You are viewing a plain text version of this content. The canonical link for it is here.
Posted to common-user@hadoop.apache.org by Steve Gao <st...@yahoo.com> on 2009/10/29 20:41:29 UTC

What if an XML file is accross boundary of HDFS chunks?

Does anybody have the similar issue? If you store XML files in HDFS, how can you make sure a chunk reads by a mapper does not contain partical data of an XML segment?

For example:

<title>
<book>book1</book>
<author>me</author>
..............what if this is the boundary of a chunk?...................
<year>2009</year>
<book>book2</book>

<author>me</author>

<year>2009</year>
<book>book3</book>

<author>me</author>

<year>2009</year>
<title>



      

Re: What if an XML file is accross boundary of HDFS chunks?

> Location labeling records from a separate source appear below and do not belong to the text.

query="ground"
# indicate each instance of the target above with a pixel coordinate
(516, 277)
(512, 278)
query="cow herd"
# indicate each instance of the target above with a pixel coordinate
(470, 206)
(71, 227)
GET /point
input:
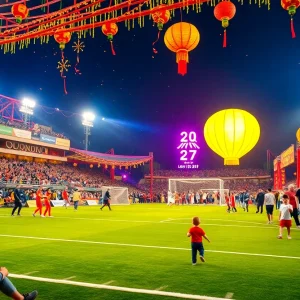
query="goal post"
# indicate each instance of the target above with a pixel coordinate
(118, 195)
(208, 186)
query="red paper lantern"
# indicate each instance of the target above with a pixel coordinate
(291, 6)
(161, 17)
(110, 29)
(224, 12)
(62, 37)
(20, 12)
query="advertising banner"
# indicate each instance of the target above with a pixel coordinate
(5, 130)
(24, 134)
(288, 156)
(62, 142)
(47, 139)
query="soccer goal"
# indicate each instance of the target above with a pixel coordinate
(118, 195)
(211, 187)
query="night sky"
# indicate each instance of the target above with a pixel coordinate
(146, 103)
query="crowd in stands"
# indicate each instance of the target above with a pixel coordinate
(21, 125)
(226, 172)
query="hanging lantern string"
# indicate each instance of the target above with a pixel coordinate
(158, 36)
(292, 28)
(112, 48)
(62, 74)
(225, 39)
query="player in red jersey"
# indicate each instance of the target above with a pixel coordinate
(38, 200)
(65, 197)
(196, 233)
(47, 198)
(232, 202)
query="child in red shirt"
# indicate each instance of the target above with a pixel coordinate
(196, 233)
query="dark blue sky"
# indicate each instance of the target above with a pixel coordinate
(258, 72)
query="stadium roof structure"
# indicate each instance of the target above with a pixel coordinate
(107, 159)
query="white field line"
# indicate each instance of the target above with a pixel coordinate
(115, 288)
(263, 226)
(30, 273)
(144, 246)
(109, 282)
(68, 278)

Posted by Brian Bockelman <bb...@cse.unl.edu>.
Hey Steve,

I think I've run across code in SVN that is a splitter for XML entries  
like this.  Look at StreamXmlRecordReader, I think it does what you  
want.

Brian

On Oct 29, 2009, at 4:12 PM, Amandeep Khurana wrote:

> Store the entire xml in one line...
>
> On 10/29/09, Steve Gao <st...@yahoo.com> wrote:
>> Does anybody have the similar issue? If you store XML files in  
>> HDFS, how can
>> you make sure a chunk reads by a mapper does not contain partical  
>> data of an
>> XML segment?
>>
>> For example:
>>
>> <title>
>> <book>book1</book>
>> <author>me</author>
>> ..............what if this is the boundary of a  
>> chunk?...................
>> <year>2009</year>
>> <book>book2</book>
>>
>> <author>me</author>
>>
>> <year>2009</year>
>> <book>book3</book>
>>
>> <author>me</author>
>>
>> <year>2009</year>
>> <title>
>>
>>
>>
>>
>
>
> -- 
>
>
> Amandeep Khurana
> Computer Science Graduate Student
> University of California, Santa Cruz


Re: What if an XML file is accross boundary of HDFS chunks?

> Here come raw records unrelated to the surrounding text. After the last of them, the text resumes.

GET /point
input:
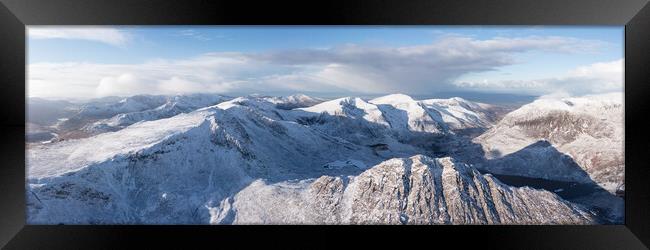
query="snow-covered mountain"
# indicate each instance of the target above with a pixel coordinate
(251, 160)
(293, 101)
(173, 105)
(415, 190)
(570, 139)
(396, 118)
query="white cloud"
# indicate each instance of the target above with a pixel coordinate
(111, 36)
(349, 68)
(598, 77)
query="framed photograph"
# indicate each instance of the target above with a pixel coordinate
(499, 124)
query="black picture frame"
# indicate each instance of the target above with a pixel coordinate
(16, 14)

Posted by Brian Bockelman <bb...@cse.unl.edu>.
Hey Steve,

Look at the mailing list archives - there's a specialized input splitter that you could use that at least 2 different people suggested.

Brian

On Nov 16, 2009, at 2:02 PM, Steve Gao wrote:

> Thanks. But this is not a neat solution in case that the XML block is very large.
> Anybody has another solution? Thanks!
> 
> --- On Thu, 10/29/09, Amandeep Khurana <am...@gmail.com> wrote:
> 
> From: Amandeep Khurana <am...@gmail.com>
> Subject: Re: What if an XML file is accross boundary of HDFS chunks?
> To: common-user@hadoop.apache.org
> Date: Thursday, October 29, 2009, 5:12 PM
> 
> Store the entire xml in one line...
> 
> On 10/29/09, Steve Gao <st...@yahoo.com> wrote:
>> Does anybody have the similar issue? If you store XML files in HDFS, how can
>> you make sure a chunk reads by a mapper does not contain partical data of an
>> XML segment?
>> 
>> For example:
>> 
>> <title>
>> <book>book1</book>
>> <author>me</author>
>> ..............what if this is the boundary of a chunk?...................
>> <year>2009</year>
>> <book>book2</book>
>> 
>> <author>me</author>
>> 
>> <year>2009</year>
>> <book>book3</book>
>> 
>> <author>me</author>
>> 
>> <year>2009</year>
>> <title>
>> 
>> 
>> 
>> 
> 
> 
> -- 
> 
> 
> Amandeep Khurana
> Computer Science Graduate Student
> University of California, Santa Cruz
> 
> 
> 


Re: What if an XML file is accross boundary of HDFS chunks?

Posted by Steve Gao <st...@yahoo.com>.
Thanks. But this is not a neat solution in case that the XML block is very large.
Anybody has another solution? Thanks!

--- On Thu, 10/29/09, Amandeep Khurana <am...@gmail.com> wrote:

From: Amandeep Khurana <am...@gmail.com>
Subject: Re: What if an XML file is accross boundary of HDFS chunks?
To: common-user@hadoop.apache.org
Date: Thursday, October 29, 2009, 5:12 PM

Store the entire xml in one line...

On 10/29/09, Steve Gao <st...@yahoo.com> wrote:
> Does anybody have the similar issue? If you store XML files in HDFS, how can
> you make sure a chunk reads by a mapper does not contain partical data of an
> XML segment?
>
> For example:
>
> <title>
> <book>book1</book>
> <author>me</author>
> ..............what if this is the boundary of a chunk?...................
> <year>2009</year>
> <book>book2</book>
>
> <author>me</author>
>
> <year>2009</year>
> <book>book3</book>
>
> <author>me</author>
>
> <year>2009</year>
> <title>
>
>
>
>


-- 


Amandeep Khurana
Computer Science Graduate Student
University of California, Santa Cruz



      

Re: What if an XML file is accross boundary of HDFS chunks?

Posted by Amandeep Khurana <am...@gmail.com>.
Store the entire xml in one line...

On 10/29/09, Steve Gao <st...@yahoo.com> wrote:
> Does anybody have the similar issue? If you store XML files in HDFS, how can
> you make sure a chunk reads by a mapper does not contain partical data of an
> XML segment?
>
> For example:
>
> <title>
> <book>book1</book>
> <author>me</author>
> ..............what if this is the boundary of a chunk?...................
> <year>2009</year>
> <book>book2</book>
>
> <author>me</author>
>
> <year>2009</year>
> <book>book3</book>
>
> <author>me</author>
>
> <year>2009</year>
> <title>
>
>
>
>


-- 


Amandeep Khurana
Computer Science Graduate Student
University of California, Santa Cruz